Ktoś mógłby powiedzieć, że przywoływanie tu jego postaci jest nieuzasadnione. Niekoniecznie: trudności strukturalne, na jakie natrafiono po 1989 r. podczas rozliczeń z komunizmem w Europie Środkowej, są podobne do tych, które występowały po 1945 r. w Niemczech Zachodnich podczas rozliczeń z nazizmem. Podobne były trudności prawne (np. pytanie, wedle jakich norm oceniać dyktaturę w realiach państwa prawa; jak zadośćuczynić poszkodowanym), jak i społeczne, np. mechanizm „wypierania" przeszłości, uciekania przed odpowiedzialnością, wpływu polityki na rozliczenia.
 

***



Gdy mowa o nieosądzonych zbrodniach PRL-u – oraz o perspektywie narodowego pojednania – uderza coś jeszcze: zmowa milczenia. W ustawie o IPN (powstałej prawie 10 lat temu) umieszczono zapis, który pozwala nadać status świadka koronnego sprawcy zbrodni komunistycznej, nawet najcięższej. Jej twórcy zakładali, że pozwoli to na ujawnienie sprawców zbrodni popełnionych po wprowadzeniu stanu wojennego. Witold Kulesza oceniał ich liczbę na 107 osób (więcej niż wg komisji Rokity): jego zdaniem w tylu przypadkach istnieje „prawdopodobieństwo graniczące z pewnością", że były to zabójstwa.
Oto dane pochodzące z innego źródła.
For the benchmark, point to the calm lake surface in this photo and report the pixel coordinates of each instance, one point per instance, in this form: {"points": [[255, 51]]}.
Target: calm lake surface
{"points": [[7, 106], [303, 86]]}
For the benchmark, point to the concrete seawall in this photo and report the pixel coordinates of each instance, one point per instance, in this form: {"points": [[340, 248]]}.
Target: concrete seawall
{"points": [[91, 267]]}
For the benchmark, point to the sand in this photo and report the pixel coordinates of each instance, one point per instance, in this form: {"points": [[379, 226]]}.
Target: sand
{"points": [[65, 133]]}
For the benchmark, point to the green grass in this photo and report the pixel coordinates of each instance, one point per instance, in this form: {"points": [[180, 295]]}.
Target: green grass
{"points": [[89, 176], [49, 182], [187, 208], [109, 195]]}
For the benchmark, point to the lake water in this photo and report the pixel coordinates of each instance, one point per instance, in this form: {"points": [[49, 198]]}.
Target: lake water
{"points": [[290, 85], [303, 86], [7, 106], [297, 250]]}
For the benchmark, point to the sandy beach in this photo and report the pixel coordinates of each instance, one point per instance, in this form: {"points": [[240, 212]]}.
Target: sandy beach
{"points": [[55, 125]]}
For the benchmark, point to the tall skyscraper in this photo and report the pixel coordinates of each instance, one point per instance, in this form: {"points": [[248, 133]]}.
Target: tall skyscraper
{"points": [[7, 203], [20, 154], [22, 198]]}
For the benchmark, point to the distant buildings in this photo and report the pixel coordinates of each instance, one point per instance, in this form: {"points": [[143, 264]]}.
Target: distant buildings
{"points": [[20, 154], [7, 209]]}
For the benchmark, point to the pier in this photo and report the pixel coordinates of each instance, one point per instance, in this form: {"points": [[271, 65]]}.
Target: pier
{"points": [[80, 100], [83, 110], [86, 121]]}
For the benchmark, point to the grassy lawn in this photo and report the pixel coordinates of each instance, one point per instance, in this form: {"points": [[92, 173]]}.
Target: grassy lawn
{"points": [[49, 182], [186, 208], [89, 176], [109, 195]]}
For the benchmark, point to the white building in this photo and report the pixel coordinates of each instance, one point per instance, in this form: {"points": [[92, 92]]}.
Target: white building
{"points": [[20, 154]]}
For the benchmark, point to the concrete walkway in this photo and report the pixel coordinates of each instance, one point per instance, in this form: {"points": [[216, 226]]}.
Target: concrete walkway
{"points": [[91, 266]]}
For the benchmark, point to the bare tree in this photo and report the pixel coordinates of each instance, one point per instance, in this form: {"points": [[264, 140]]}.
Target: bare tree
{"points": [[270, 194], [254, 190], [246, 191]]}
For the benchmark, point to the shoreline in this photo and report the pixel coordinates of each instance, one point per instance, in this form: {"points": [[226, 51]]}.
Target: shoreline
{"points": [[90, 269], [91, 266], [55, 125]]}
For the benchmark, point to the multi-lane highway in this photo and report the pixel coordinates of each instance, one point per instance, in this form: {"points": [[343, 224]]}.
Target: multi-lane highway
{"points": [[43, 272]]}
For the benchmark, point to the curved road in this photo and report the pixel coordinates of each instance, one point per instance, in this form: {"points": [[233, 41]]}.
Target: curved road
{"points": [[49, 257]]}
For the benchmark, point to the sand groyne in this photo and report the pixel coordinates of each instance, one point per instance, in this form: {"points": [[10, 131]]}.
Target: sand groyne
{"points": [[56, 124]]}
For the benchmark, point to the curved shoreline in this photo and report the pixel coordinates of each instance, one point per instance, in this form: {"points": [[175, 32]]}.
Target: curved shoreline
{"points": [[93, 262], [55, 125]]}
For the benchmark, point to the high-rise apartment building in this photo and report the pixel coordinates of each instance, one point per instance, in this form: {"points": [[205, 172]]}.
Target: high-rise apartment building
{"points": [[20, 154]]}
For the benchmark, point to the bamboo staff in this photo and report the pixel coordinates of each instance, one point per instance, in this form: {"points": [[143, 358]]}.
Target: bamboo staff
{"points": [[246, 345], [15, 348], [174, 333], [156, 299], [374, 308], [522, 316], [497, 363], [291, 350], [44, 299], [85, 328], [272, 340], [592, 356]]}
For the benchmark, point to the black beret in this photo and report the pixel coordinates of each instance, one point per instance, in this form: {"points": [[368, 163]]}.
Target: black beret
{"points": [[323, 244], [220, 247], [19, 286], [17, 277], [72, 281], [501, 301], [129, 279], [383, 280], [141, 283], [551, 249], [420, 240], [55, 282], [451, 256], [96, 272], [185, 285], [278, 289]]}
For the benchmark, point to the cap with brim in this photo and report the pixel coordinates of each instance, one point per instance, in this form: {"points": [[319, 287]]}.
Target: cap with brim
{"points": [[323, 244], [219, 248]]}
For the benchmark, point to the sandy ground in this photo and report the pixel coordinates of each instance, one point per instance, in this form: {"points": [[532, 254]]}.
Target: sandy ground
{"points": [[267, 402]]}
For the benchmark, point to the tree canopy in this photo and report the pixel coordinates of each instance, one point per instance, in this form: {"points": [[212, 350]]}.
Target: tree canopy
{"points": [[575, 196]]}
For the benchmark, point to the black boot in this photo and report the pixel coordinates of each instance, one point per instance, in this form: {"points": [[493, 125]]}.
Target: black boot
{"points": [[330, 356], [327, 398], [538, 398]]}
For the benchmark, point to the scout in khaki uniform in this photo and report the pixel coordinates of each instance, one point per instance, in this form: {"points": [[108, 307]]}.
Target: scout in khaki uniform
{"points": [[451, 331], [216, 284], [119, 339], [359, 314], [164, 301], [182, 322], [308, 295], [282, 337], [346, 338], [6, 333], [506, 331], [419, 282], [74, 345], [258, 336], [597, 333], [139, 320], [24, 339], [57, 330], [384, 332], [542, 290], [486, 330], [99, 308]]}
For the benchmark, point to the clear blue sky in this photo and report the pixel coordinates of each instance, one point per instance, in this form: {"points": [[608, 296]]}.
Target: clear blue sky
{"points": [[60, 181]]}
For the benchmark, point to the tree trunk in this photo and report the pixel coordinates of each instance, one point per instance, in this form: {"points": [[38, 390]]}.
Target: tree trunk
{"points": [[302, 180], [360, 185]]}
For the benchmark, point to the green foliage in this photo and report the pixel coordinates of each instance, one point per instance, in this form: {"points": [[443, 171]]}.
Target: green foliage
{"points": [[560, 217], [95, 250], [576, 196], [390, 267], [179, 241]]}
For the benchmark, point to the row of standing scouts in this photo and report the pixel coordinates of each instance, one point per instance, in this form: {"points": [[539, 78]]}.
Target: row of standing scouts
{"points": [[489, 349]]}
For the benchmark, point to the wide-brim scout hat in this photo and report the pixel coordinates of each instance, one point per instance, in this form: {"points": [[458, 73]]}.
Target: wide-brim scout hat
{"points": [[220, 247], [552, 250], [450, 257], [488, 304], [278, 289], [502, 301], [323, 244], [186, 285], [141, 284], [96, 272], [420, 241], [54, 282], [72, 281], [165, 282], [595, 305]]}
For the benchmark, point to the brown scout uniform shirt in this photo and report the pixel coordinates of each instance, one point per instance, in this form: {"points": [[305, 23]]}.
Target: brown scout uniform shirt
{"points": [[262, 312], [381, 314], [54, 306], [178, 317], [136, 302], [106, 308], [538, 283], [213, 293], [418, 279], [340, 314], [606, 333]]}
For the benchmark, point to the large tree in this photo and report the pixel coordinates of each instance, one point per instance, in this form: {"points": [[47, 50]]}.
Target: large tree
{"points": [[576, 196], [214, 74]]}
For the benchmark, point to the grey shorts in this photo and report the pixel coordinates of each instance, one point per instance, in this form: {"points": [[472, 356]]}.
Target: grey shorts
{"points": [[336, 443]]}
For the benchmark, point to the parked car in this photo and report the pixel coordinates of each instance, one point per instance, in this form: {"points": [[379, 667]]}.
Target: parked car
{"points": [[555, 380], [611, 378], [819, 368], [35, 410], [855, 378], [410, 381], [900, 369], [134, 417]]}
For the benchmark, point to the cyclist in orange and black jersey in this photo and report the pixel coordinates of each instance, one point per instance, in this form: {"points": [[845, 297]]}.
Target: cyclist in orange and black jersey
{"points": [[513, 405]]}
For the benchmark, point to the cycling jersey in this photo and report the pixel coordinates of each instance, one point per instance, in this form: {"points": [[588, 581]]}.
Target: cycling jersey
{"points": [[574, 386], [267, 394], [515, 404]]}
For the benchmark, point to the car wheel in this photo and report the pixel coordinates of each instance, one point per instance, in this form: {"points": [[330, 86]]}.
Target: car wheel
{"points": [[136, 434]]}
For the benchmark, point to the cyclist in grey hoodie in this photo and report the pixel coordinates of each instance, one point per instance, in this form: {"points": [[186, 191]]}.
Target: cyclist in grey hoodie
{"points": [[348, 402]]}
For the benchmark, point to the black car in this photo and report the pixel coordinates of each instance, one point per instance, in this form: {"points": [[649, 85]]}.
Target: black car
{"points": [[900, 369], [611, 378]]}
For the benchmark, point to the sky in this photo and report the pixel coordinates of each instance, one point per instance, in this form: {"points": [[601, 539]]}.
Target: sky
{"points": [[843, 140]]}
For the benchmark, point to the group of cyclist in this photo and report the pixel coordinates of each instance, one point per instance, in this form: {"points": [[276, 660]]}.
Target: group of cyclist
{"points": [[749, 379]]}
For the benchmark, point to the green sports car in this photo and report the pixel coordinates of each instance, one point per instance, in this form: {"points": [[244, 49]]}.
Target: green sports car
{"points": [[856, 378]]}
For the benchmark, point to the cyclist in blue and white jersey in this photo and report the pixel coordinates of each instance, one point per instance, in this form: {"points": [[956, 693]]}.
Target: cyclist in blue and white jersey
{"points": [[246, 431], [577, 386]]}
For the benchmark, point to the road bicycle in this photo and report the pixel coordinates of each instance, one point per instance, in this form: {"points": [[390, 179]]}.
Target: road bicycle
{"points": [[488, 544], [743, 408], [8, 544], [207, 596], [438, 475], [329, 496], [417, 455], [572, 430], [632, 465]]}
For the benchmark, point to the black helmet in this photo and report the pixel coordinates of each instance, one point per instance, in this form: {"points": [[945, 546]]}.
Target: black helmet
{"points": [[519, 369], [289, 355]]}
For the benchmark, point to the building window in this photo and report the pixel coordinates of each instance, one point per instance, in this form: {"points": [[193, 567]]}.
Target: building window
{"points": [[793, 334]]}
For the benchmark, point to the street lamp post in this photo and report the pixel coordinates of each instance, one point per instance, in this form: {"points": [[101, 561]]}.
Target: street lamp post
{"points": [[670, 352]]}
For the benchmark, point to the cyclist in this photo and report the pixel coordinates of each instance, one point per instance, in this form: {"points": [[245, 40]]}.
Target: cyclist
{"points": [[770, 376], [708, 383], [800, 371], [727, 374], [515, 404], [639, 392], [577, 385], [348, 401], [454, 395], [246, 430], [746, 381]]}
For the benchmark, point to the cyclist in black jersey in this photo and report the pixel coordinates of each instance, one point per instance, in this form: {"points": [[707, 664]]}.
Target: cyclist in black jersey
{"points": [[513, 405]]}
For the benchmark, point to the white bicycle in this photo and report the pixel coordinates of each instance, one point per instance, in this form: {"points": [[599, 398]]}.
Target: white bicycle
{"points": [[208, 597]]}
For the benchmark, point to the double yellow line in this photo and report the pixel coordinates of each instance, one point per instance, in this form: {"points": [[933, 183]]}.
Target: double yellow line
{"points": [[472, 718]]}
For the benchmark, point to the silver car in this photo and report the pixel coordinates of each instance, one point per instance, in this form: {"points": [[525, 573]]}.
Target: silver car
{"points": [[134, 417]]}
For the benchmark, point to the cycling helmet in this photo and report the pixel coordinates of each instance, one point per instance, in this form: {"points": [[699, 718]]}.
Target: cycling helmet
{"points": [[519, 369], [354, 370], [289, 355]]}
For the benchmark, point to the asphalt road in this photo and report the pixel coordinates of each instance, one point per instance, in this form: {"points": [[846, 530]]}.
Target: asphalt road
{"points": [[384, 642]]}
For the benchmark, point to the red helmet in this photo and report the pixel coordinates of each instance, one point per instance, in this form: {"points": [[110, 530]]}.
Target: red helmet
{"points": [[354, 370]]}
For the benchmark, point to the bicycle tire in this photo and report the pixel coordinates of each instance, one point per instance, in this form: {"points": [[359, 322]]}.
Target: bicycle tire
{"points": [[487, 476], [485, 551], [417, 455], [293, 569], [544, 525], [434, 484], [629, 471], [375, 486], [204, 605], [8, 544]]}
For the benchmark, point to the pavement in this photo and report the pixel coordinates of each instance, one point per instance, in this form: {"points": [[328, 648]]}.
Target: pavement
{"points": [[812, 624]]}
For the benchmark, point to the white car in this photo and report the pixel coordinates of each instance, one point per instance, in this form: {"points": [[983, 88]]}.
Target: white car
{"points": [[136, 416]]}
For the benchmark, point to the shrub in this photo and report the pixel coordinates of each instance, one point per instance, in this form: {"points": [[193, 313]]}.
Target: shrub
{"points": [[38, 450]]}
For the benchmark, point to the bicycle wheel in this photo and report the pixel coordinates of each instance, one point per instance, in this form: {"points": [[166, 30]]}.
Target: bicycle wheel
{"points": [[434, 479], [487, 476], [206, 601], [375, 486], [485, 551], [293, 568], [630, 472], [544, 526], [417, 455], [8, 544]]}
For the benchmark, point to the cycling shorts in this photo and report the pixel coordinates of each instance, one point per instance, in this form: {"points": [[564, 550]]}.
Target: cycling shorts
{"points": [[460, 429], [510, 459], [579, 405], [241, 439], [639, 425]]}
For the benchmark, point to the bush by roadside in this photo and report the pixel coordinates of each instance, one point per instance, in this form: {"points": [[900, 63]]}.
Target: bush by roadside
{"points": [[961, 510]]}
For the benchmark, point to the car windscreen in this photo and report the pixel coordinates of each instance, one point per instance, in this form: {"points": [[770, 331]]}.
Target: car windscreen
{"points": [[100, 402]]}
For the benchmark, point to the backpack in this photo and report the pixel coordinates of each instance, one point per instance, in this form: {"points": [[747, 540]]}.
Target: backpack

Do dziś nie udało się uzyskać ani jednej relacji takiego świadka koronnego. W rozmowie z „TP" Kulesza konkludował: „Może [to] skłaniać do refleksji, że środowisko sprawców tych zbrodni jest bardziej zwarte niż środowisko przestępczości zorganizowanej. Bo w tej udało się jednak przełamać zmowę milczenia i pozyskać świadków koronnych".